UK Politics

UK pays £5.5m to defunct European defence organisation

Western European Union logo Image copyright Getty Images
Image caption The Western European Union logo

The UK Foreign Office has been spending over £1m a year on an international security alliance that was abolished in 2011, the BBC has discovered.

In the past five years the department has paid around £5.5m to the Western European Union, which is now defunct.

Critics said it was a waste of taxpayers' money but the Foreign Office says the UK has been pushing to get the WEU fully closed as soon as possible.

The payments were revealed by a Freedom of Information request.

The BBC's FOI request disclosed that payments have been made to cover residual pension obligations which were not fully financed by arrangements made by the organisation prior to closure, as well into a fund to cover potential shortfalls in wind-up costs and unforeseen legal costs.

The Western European Union, established in 1948, was a military alliance of West European states set up to coordinate defence policies against the common Soviet threat at the height of the Cold War.

However, after the relaxation of east-west tensions in Europe, most of the organisation's security functions were transferred into the Common Security and Defence Policy of the European Union.

The members of the Western European Union moved to terminate the organisation in March 2010, and the WEU was formally declared defunct in June 2011.

The Western European Union

Image copyright Getty Images
Image caption UK Foreign Secretary Ernest Bevin at the signing of the Treaty of Brussels in 1948

The Western European Union was formed by Britain, France, Luxembourg and the Netherlands in 1948 by the Treaty of Brussels, to defend against the possibility of a renewed threat from Germany.

But the Brussels-based organisation was quickly eclipsed by the formation of Nato with the United States, the following year, when attention switched to the threat of attack from the Soviet Union.
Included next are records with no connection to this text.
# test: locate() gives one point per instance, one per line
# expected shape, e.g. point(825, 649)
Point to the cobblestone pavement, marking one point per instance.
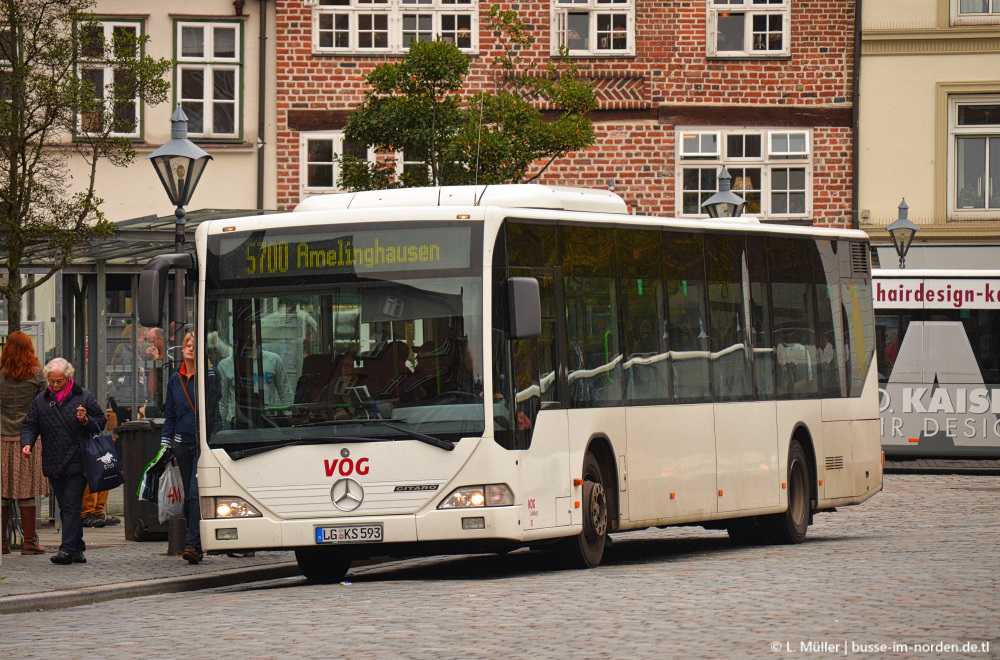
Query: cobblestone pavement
point(914, 566)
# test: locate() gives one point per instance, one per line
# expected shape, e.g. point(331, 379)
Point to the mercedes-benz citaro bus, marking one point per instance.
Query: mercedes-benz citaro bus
point(937, 338)
point(476, 369)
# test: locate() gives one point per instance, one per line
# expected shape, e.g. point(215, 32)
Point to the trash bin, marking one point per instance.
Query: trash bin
point(138, 441)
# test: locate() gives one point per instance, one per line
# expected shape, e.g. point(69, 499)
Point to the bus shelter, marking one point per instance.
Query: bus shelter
point(87, 314)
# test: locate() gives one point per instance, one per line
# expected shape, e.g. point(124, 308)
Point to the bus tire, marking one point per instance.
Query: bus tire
point(586, 549)
point(791, 526)
point(322, 565)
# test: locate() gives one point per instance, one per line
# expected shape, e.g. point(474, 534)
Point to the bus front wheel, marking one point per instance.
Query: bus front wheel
point(790, 526)
point(586, 549)
point(322, 565)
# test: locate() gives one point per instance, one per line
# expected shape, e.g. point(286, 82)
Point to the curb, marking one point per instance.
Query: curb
point(54, 600)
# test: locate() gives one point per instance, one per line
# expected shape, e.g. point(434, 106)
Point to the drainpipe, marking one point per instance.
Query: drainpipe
point(261, 108)
point(855, 116)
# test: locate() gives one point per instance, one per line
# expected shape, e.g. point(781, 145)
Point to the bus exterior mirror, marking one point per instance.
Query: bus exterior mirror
point(153, 286)
point(524, 308)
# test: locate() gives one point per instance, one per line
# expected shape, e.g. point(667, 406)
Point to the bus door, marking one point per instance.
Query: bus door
point(527, 413)
point(745, 419)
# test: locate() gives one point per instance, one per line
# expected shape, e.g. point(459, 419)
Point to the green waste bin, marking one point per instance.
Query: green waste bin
point(138, 442)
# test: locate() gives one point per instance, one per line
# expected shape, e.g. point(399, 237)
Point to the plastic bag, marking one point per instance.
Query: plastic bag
point(149, 485)
point(171, 493)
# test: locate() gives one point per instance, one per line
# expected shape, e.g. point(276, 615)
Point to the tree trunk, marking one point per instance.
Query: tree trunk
point(13, 295)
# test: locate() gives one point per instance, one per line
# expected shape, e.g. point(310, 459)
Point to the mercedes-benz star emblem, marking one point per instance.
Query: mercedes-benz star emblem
point(347, 494)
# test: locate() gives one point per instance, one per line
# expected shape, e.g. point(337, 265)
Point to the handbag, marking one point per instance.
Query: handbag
point(101, 464)
point(171, 493)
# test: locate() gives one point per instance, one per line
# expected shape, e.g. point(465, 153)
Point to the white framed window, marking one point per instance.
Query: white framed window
point(317, 156)
point(770, 168)
point(793, 144)
point(748, 28)
point(594, 27)
point(388, 26)
point(975, 12)
point(97, 42)
point(700, 144)
point(974, 155)
point(209, 66)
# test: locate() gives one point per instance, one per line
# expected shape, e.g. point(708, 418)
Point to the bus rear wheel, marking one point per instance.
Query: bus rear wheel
point(791, 526)
point(586, 549)
point(322, 565)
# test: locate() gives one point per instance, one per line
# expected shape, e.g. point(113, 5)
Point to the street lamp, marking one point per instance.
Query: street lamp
point(724, 204)
point(902, 232)
point(179, 163)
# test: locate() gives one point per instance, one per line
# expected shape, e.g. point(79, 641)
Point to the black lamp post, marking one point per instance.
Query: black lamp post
point(902, 232)
point(179, 163)
point(724, 204)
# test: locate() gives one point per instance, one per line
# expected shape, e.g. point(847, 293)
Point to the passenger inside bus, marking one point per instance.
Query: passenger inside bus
point(277, 392)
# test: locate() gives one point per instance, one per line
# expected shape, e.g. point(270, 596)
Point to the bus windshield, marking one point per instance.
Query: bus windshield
point(313, 355)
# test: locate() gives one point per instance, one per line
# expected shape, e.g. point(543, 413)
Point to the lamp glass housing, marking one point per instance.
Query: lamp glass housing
point(179, 175)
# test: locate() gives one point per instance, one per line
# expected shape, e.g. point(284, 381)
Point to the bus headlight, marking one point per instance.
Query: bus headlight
point(227, 507)
point(478, 496)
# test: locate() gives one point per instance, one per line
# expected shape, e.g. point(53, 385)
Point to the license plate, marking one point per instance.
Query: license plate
point(350, 534)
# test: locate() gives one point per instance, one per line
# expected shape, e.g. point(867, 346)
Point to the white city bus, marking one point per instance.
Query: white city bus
point(444, 370)
point(938, 347)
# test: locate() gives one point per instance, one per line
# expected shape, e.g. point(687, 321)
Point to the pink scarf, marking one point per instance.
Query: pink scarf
point(64, 393)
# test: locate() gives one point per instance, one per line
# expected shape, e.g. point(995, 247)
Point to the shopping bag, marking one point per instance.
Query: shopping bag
point(149, 485)
point(171, 493)
point(101, 463)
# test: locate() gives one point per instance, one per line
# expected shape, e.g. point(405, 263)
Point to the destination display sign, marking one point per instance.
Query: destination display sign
point(936, 293)
point(274, 254)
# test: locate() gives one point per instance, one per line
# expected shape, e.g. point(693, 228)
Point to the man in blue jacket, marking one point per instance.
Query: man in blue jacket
point(62, 462)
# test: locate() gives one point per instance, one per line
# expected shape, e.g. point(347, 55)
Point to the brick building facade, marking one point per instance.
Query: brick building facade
point(763, 87)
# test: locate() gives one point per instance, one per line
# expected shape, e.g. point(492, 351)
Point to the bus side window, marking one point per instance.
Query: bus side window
point(728, 294)
point(593, 354)
point(687, 320)
point(760, 319)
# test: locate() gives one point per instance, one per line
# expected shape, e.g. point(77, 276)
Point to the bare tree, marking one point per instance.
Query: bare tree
point(71, 88)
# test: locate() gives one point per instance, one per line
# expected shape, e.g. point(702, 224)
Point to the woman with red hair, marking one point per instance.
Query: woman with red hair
point(21, 380)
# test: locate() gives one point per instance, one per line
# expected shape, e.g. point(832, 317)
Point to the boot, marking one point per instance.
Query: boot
point(6, 524)
point(30, 545)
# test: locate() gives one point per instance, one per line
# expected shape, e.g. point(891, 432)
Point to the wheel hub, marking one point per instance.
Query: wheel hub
point(597, 511)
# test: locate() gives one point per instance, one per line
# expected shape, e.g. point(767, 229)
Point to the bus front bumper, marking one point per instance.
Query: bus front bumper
point(452, 525)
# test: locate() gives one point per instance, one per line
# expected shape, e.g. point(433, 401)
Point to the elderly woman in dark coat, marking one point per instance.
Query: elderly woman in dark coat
point(62, 462)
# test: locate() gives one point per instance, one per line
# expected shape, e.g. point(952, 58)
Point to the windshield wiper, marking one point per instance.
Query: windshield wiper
point(447, 445)
point(253, 451)
point(429, 439)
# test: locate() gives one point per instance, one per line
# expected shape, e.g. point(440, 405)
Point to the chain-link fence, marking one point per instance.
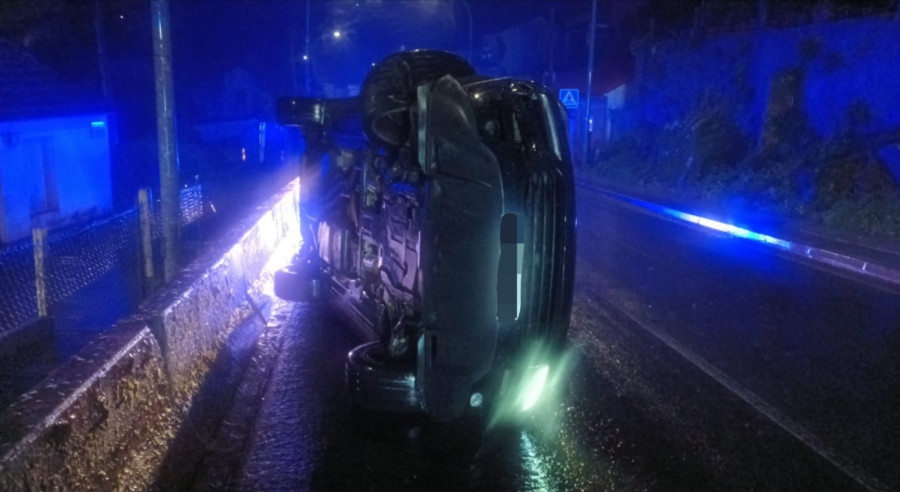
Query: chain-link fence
point(76, 256)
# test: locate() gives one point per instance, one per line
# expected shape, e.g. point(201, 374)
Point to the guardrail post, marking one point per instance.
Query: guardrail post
point(39, 239)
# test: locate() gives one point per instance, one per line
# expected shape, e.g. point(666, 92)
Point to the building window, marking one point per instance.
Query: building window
point(44, 190)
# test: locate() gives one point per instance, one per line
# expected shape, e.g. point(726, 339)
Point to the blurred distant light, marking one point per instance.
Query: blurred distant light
point(716, 225)
point(476, 400)
point(535, 386)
It was bolstered by a new treaty in 1954 and grew to include 10 European nations, including Germany and Italy. It was meant to be independent of Nato, with its own chiefs of staff and military command but, in practice, it was little more than a talking shop, which mounted few military operations of its own.

It held its final committee meeting in late 2000, when its functions were absorbed into the European Union, as part of moves to create an EU rapid reaction force and common defence policy. It was not formally closed down until 2011.

The fact that government money is still being paid towards the organisation has prompted criticism.

Jonathan Isaby, chief executive of campaign group the Taxpayers' Alliance said: "Taxpayers will be scratching their heads as to why they're still paying for a Cold War-era organisation 25 years after the fall of the Berlin Wall.

"Because this organisation continued to exist well past its sell by date, British taxpayers are still picking up a bill for huge pay-offs.

"The government must make every effort to close the book on the WEU and limit taxpayers' liabilities."

The Foreign Office said in a statement: "While the UK will continue to meet all of its obligations to former WEU employees, our overall objective is to move the WEU towards full closure.

"We continue to work with other former member states to address all outstanding legacy issues as quickly and efficiently as possible."

Correction 23 June 2016: This story was originally presented as being part of the EU referendum debate, which was not the case. Changes have been made to correct that.